The problem of obtaining sufficiently large and reasonably priced insurance coverage has dogged the cryptoasset market for some time.
Back in the early days of the sector, insurance for crypto was to all intents and purposes unavailable; with the risks of total loss and incidents such as the collapse of the Mt Gox exchange in 2013, many insurers were put off from getting involved in crypto.
Eventually though, the opportunity and demand became too big to ignore.
Initially, commercially available insurance coverage mainly focused on cold storage.
With hot wallets connected to the blockchain, and exchanges deemed to be vulnerable to theft or manipulation, insurers only felt comfortable offering firms cover which was in their opinion secure, treated in a similar fashion to storing gold in a vault.
For crypto to become open to a broader audience, the reassurance of insurance is a key stepping stone.
Investors such as large institutions will not do business with firms which lack sufficient insurance coverage.
That applies to mainstream businesses as well, but is even more pertinent when it comes to cryptoassets.
If the pension managers, hedge funds and private equity firms are to put their millions to work in the market, they need to do so safe in the knowledge that should things come to the worst, there is a sufficient insurance package in place to protect their assets.

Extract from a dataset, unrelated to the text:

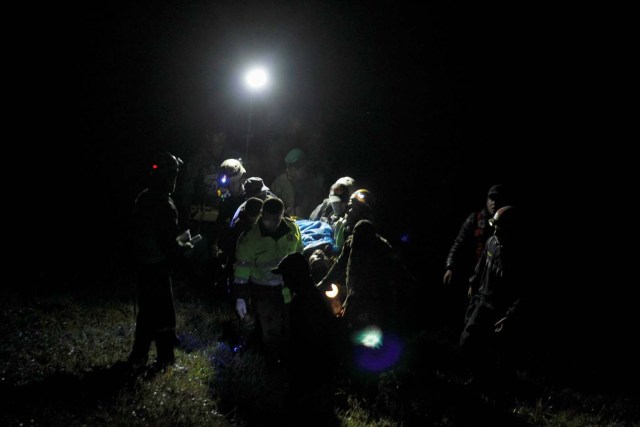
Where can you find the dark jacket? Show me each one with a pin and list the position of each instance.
(469, 244)
(154, 228)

Similarly for retail users, you want to be certain that in the event an exchange or other provider is faced with an outage or other adverse unseen circumstance your assets will be covered.
We can split crypto insurance into two separate camps:
DeFi native platforms such as DAOs and mutuals
Commercial insurance coverage through markets such as Lloyd’s of London
There are numerous DeFi-native insurers who provide coverage for incidents such as smart contract failure denominated in cryptoassets.
Often these types of coverage utilize smart contracts and other crypto-based architectures to provide that cover, meaning that the premiums are calculated and claims distributed automatically using information from the blockchain.
For commercial insurance coverage at platforms such as Lloyd’s of London and others, the type and amount of insurance available varies depending on the company.
As of yet there are no industry-wide standards around wordings of policies or even to which segment of the market crypto cover belongs.
Sometimes the cover will be offered as ‘specie’ coverage, which is the insurance market used to cover high-value, portable items like diamonds, fine art or bullion.
With others, it can fall under cyber insurance underwriters, the insurance sub sector dedicated to covering risks such as hacks and ransomware, or even be covered under straight theft policies.
The limits of coverage on offer, and the premium paid, can vary widely, given that the market is still in development and demand far exceeds available supply.
The short answer here is yes- absolutely.
Anything of significant value to you is worth securing insurance coverage for. Given the amount of value locked into the crypto ecosystem, it is well worth scoping out your options for coverage – even if you are simply an individual investor.
As an exchange, trading firm or custody provider such as Qredo, insurance is one of the key value propositions which can unlock the potential of institutional investment in crypto.
Crypto insurance coverage helps mitigate against losses, but it also paints a more responsible, secure picture to regulators, many of whom are concerned about the potential for scams and unsecured losses in the market.
As cryptoassets are currently not covered by programs like the US Federal Deposit Insurance Corporation which provides backstops against the losses of bank deposits, private market insurance is needed to fill that void.
The good news is we have come a long way from the early days of crypto insurance where coverage was either nonexistent or only available at eye-watering premium levels.
More and more commercial insurance providers are beginning to offer crypto insurance coverage, and the market is likely to continue to grow significantly in the near future.
There are also a host of crypto-native platforms on the market, which can offer protection against loss of keys, physical damage or theft, and third-party claims.